A north-east mum flew her daughter to Saudi Arabia to access private healthcare in a desperate bid to get NHS doctors to treat her 18-year-old daughter’s debilitating Long Covid symptoms.
Amanda Jelley, who lives near Huntly, appeared before the Scottish Covid Inquiry in Edinburgh on Wednesday where she detailed her four-year fight for daughter, Elizabeth.
After failing to get answers from the NHS, Ms Jelley took things into her own hands, and “in desperation” looked to get a diagnosis through private healthcare.
She told the inquiry:
- Her family sought private treatment from international experts, including a doctor at John Hopkins University in Baltimore.
- Elizabeth now has to use a wheelchair due to her symptoms and has been unable to go to school for around four years.
- Ms Jelley has “hardly seen” her husband in four years while he works to afford private healthcare.
Elizabeth had been a competitive skier, “really academic” and had the “world in front of her”, the inquiry was told.
But it soon became apparent something wasn’t right around 10 days after contracting the illness in April 2020, when her mum went into her room to find her “slumped asleep” at her desk.
Elizabeth was unable to attend school, play sports, could barely walk around the house, and would sleep up to 20 hours a day, Ms Jelley told the inquiry.
While blood results came back normal, her symptoms included extreme fatigue, migraines, breathlessness and muscle and back pains.
‘Back to square one’
After making a slight improvement, the teenager caught Covid for a second time in January 2021 and found herself “back to square one”.
By March that year, her parents asked for Elizabeth to be referred to a paediatrician.
Ms Jelley said: “We saw the paediatrician really quickly, I think within a couple of weeks which was incredible.
“However, when we did see him, and I explained how I thought it was Long Covid.
“He said he didn’t know anything about Long Covid so actually although we got to see a doctor, it didn’t help us.”
Blood tests came back normal and her mum said doctors didn’t believe the extent of her daughter’s medical problems.
Ms Jelley said: “Things we needed from the paediatrician I was having to ask for myself. Things like migraine tablets, can you prescribe? I shouldn’t have had to be her doctor.”
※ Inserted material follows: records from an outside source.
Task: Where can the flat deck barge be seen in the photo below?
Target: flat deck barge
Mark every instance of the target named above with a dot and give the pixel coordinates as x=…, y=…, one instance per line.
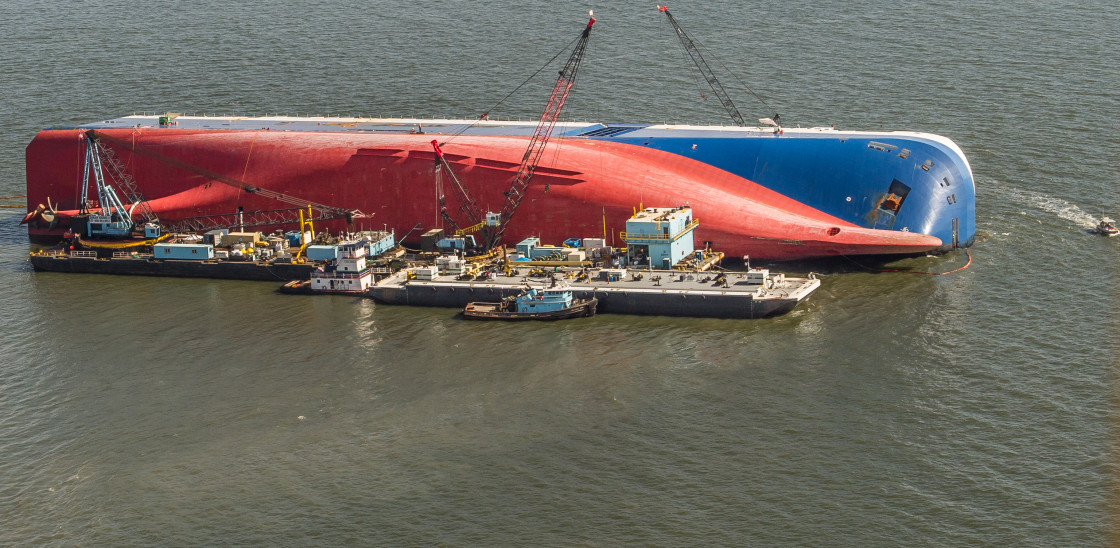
x=750, y=294
x=57, y=261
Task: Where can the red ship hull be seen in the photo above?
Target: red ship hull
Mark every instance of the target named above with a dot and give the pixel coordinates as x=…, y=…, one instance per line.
x=581, y=188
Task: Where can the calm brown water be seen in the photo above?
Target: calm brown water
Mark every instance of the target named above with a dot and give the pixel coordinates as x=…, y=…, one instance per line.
x=892, y=409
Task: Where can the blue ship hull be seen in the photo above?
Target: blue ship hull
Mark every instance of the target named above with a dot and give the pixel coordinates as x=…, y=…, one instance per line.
x=846, y=174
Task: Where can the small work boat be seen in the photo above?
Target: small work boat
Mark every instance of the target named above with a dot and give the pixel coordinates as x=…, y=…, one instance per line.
x=1107, y=228
x=552, y=303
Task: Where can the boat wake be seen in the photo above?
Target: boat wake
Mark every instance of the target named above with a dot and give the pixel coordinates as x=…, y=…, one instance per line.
x=1047, y=203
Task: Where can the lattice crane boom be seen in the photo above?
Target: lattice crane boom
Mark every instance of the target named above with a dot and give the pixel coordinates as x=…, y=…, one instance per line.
x=698, y=59
x=532, y=157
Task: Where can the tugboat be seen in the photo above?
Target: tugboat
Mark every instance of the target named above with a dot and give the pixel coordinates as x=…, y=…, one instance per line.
x=1107, y=228
x=552, y=303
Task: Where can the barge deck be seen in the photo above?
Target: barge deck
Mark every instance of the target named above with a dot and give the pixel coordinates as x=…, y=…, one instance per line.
x=660, y=293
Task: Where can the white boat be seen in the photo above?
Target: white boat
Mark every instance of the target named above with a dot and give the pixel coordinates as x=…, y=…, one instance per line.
x=1107, y=228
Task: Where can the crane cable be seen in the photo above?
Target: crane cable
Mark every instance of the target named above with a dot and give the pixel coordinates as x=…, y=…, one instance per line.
x=485, y=114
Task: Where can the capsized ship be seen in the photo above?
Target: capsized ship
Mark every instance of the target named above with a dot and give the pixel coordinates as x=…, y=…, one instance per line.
x=765, y=192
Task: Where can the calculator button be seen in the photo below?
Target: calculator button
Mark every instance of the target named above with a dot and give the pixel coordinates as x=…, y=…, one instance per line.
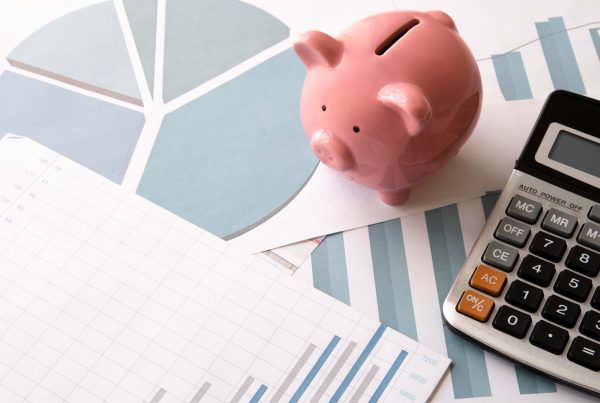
x=501, y=256
x=590, y=325
x=548, y=246
x=573, y=285
x=559, y=223
x=536, y=270
x=524, y=296
x=585, y=352
x=549, y=337
x=584, y=261
x=561, y=311
x=594, y=213
x=475, y=305
x=590, y=235
x=488, y=280
x=524, y=209
x=595, y=302
x=511, y=321
x=512, y=232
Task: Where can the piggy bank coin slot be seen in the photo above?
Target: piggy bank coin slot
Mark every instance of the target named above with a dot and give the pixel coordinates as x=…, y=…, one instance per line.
x=395, y=37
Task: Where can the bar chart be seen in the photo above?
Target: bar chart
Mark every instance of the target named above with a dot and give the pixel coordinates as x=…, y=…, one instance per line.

She added: “The help we got was things we asked for. There was no initiation from the paediatrician to suggest things or to say I’ve read some research which suggests this might help.”
The family felt they had no option but to seek help from the private sector but felt their recommendations were “shut down and dismissed” by their GP.
A referral was eventually made to the chronic fatigue clinic based in Glasgow but while the clinic accepted the referral, it was later refused.
‘Open the floodgates’
Ms Jelley said she was contacted by the paediatrician who told her the decision was “purely based on the fact it would open the floodgates to other Long Covid sufferers”.
After being denied mental health assessment on the NHS, Liz received private counselling, after becoming “more and more depressed” from her chronic illness.
In October 2021, the family took Liz abroad for medical diagnosis and treatment for the first time because of “long waiting times in the UK”.
Ms Jelley told the inquiry: “She had been losing her hair as well as part of the Long Covid.
“But then we realised she had these really horrible wounds in her head as well and the waiting times were so long that we took her overseas.
“My husband works overseas so had insurance. We’re one of the lucky ones and so we accessed private healthcare in Saudi Arabia and had that treated.”
In March 2022, the family got access to a professor at Johns Hopkins University in Baltimore who was a specialist in post-viral conditions and chronic fatigue in children.
He referred Elizabeth to one of his colleagues who was a cardiologist in Saudi Arabia who diagnosed her with Postural tachycardia syndrome (PoTS).
This is when your heart rate increases very quickly after getting up from sitting or lying down. But on returning to the UK, doctors would not acknowledge the diagnosis.
The inquiry also heard that the medication prescribed in Saudi Arabia led to eye pain and “almost led to the loss” of Elizabeth’s sight.
It was deemed that stopping the medication would stop the problem and prevent sight loss.
Ms Jelley said: “It was a mainstream medication and the GP has used that as his tool for berating me about care outside of the NHS.”
The mum said she had “no choice” but to seek private options and added it has “never been about queue jumping”.
Asked about the impact on her daughter, Ms Jelley said Elizabeth is “desperate to have a normal life”.
She added: “She spends most of her time with her mum. She’s just 18 now. What child of any age wants to spend 24-7 with her mum and no one else – it’s heartbreaking.”